2009 seçimlerinden sonra oluşan UBP iktidarı, yeni bir duruma yol açtı. Açık ifade edilmese dahi bir amaç da, 24 Nisan 2004 Referandumuna kadar geçen sürede ve sonrasında statükonun yaşadığı “kayıpların” geri alınması idi. Nitekim, bu sonuçtan sonra 2010 CB seçimleri yapıldı. UBP-DP ittifakı ve rahmetli R.R. Denktaş’ın da desteği ile Sayın Eroğlu seçildi.

Bu kez UBP Başkanlığı gündeme geldi. Sayın Eroğlu’nun desteği ile İrsen Küçük Başkanlığa seçildi. Ancak bundan sonra, evdeki hesap çarşıya uymadı. UBP-DP ittifakı 2010 yerel seçimlerinde yaralandı ve sonrasında bitti. Bu kez ittifak, DP’den milletvekili transferi ile UBP’ nin büyümesi üzerine oldu.  

2009 Bütçesinin Meclis’te görüşülmesi sırasında, Sayın Eroğlu,“ Biz Türkiye’nin ne istediğini biliyoruz, ilk seçimde kazanıp bunları yapacağız ve ülkeyi kurtaracağız” demişti. Türkiye’nin ne istediğini bildiğini söylediği şey, meşhur paketti. Nitekim seçildikten sonra bunu imzaladı. Ama Türkiye’ye verdiği sözü tutmadı. Çünkü, UBP’nin , bile bile 2009 seçimlerinde oy almak için, popülizm yaparak halka  verdiği, vaatlerin tam tersi idi bunlar..

Sonra imzaladığı paketi uygulama baskısı altında kaldı.  2010 CB seçimleri bir nevi kurtuluş oldu. Konuyu, yerine seçilen İrsen Küçük’ün kucağına bıraktı. Ama Cumhurbaşkanlığında da Kıbrıs sorunu bağlamında, rahmetli R.R Denktaş’ın metotlarını tekrarlamakla, durumu idare edebileceğini sandı.

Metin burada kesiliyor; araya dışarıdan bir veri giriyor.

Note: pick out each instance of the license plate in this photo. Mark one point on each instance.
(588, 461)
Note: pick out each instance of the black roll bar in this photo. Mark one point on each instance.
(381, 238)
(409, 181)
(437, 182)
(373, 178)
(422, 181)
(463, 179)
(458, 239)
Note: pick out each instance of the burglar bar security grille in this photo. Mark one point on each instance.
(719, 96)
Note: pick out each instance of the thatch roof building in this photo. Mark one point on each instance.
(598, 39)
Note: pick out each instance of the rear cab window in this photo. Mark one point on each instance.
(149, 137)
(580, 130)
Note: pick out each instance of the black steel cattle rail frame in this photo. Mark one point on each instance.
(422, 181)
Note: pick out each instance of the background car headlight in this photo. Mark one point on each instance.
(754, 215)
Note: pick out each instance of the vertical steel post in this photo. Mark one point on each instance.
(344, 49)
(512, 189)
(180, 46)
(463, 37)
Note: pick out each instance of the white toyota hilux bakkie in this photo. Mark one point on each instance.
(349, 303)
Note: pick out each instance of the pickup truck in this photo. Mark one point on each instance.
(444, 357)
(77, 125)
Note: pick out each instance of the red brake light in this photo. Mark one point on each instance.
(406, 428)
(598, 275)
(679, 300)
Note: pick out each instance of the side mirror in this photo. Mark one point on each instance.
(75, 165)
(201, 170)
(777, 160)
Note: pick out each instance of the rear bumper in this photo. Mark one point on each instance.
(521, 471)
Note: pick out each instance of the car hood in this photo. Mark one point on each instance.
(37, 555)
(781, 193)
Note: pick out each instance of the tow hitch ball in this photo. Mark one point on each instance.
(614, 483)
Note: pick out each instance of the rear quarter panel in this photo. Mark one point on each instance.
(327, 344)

R.R.Denktaş’ın geçmişte, “milli mesele” diyerek Kıbrıs sorununun ağırlığını kullanarak, Türkiye hükümetlerinden bu baskı ile maddi kaynak sağlamak metodundan bahsediyorum. Aynisini gündeme getirdi. Sayın Halil İbrahim Akça ile çelişki içine girdi. Hatta, Türkiye Başbakanına mektup yazıp, Halil beyi bu görevden almasını talep etti. Tam tersi oldu. Çok deneyimli bir diplomat olan dönemin Büyükelçisi gitti, “görevden al” diye mektup yazdığı  Sayın Halil İbrahim Akça Büyükelçi olarak geldi. 

Sonraki süreçlerde bu kez İrsen Küçük Başbakan  olarak Türkiye ile ilişkilerin odağına oturdu. Bunlar Kıbrıs sorunundaki gelişmelerle de bağlantılı idi. Çünkü Sayın Eroğlu, ortak siyasetle oluşan “pakete” de, çapraz oy gerekçesi ile karşı idi. Görüşmelerde bu tıkanıklığa yol açmıştı. Bu yüzden de görüşmeler, zaten mahana arayan Güney bağnazlarının beklediği şekilde, iki senelik kesintiye uğradı.

İşte bu gerginlikler, UBP içi güç yarışlarını tetikledi. Olan oldu ve Kıbrıs Türk siyasi yaşamında CB ile Başbakanın, parti Kurultayında yarışıp, tartıştıkları, gelecekte ibretle ile anılacak olan süreçler başladı. Bu süreçlerde dönemin muhalefet partileri, CTP ve TDP’nin de gelişmeleri, yalnızca güncel iç siyasi faydacılık ağırlığında ele alması ile toplumda müthiş bir, anti- İrsen Küçük havası oluştu.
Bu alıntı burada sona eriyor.